I sold my book. Now what?

After announcing to friends, family, and social media earlier this year I’d sold my memoir, many expressed surprise when they learned the publication date was set for almost a year later, in spring ’23. Why such a long lead time, you ask? You’re in good company! I asked that very question myself.

Naively, I thought that after slaving (for years!) writing my book, then landing an agent, and ultimately selling it to a publisher, my travails were over. I could hand over my masterpiece to more capable hands. Freed from responsibility, I would sit back and relax while I waited for the hardcover to show up on Amazon, Barnes and Noble, and every other bookstore in the land. Wrong! 

Instead, the scenario went more like this. After my contract was signed, sealed, and delivered (which took six weeks), I had to abide by the contractual word count, which was 25,000 words less than my manuscript. Mind you, my first draft at 160,000 words was brutally and mercilessly edited (with the help of a stellar freelance editor) down to 135,000. I edited it yet again to 120,000. The last edit down to 95,000 words happened AFTER my announcement, as I worked from morning till night for four straight months, to maintain the narrative.

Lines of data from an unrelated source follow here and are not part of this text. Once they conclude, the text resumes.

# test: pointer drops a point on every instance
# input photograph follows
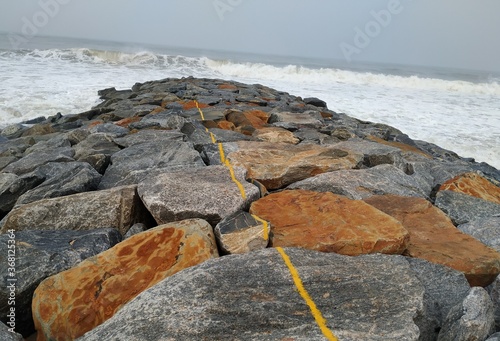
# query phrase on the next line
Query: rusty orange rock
(330, 223)
(69, 304)
(474, 185)
(433, 237)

Any day I’m expecting a red-lined, crossed-out copy of my manuscript to show up in my email because other published authors have told me this would happen. I won’t be surprised by my editor’s markups, but I’m keeping my fingers crossed that he will feel I delivered as promised.

Mind you, while this has been a tough education, I would gladly suffer the process all over again! I learned more about myself, relationships, and life from writing than I did from all the decades of therapy. Stay tuned for more of my adventure!

The girl in the photograph

Reflections of my teenage self

I was going to post this on my birthday, but the day got away from me and after two celebratory martinis at dinner, I was in no shape to write anything.   

The photo you see is more important than any modeling picture because it’s the only one that exists of me at that age. It was taken in Panama fifty years ago. I was seventeen. Wow. Just writing that throws me into panic mode. What happened to all those decades? I literally blinked…or fell asleep, Rip Van Winkle style, and suddenly, I’m in my sixth decade. I still feel just like the girl in the photograph and yet, my exterior belies it. 

After many years of false starts, in January of 2019 I sat down and wrote the story behind the photo. It was a period in my life that would define my character, shape my world, and alter the trajectory of my life.  

For more than a year I wrote every day, from dawn to dusk, surfacing occasionally to eat, sleep, and reassure myself that my husband and daughter hadn’t left me. When friends asked about my whereabouts, I told them I’d been busy writing. “Oh, about modeling?” they asked. “No,” I was quick to respond. While I’d been fortunate to experience a decades long career in the fashion industry and had spent half my life in front of the camera, it was the girl in the photo who interested me. Besides, unlike the exciting exploits of supermodels like Paulina, Christie, and Maye (mother of Elon) who have written about their rock star lives, seamless careers, and raising rocket geniuses, my modeling memoir would be more in keeping with Lemony Snicket’s, A Series of Unfortunate Events.  

After completing a gut-wrenching year of writing, I was fortunate enough to find representation  with a NY literary agent. For writers who desire traditional publication, literary agents are the gatekeepers in the publishing world. So, landing one is like having Simon Cowell hit the golden buzzer. When the confetti rains down, you are suddenly legitimized and granted access to a world that, heretofore, has remained inaccessible. 

I signed my contract a day before COVID hit the US. I don’t need to elaborate what happened next. The new normal arrived and never left. The publishing world was upended, along with plans for my book. 

In order to survive the disappointment and ignore the temptation to slit my wrists, I had to learn to pivot. I’m lucky in that I had a child late in life. Raising a teen has taught me the importance of remaining open and flexible and to always expect the unexpected. 

Twenty years ago, losing a publication deal after getting so close to the finish line would have devastated me. Fortunately, along with all the bad stuff this pandemic has caused, there are some positive things that have come along. I’ve learned to appreciate even the tiniest of victories and the sense of satisfaction I derive from those small successes. In other words, I’m grateful. And it is that feeling of gratitude that turns a feeling of failure into one of challenge, and one of challenge into one of action and one of action into one of manifestation. It may take me a bit longer than I thought to share my story but for now, it’s enough that the girl in the photo is more than just a face in a faded photograph.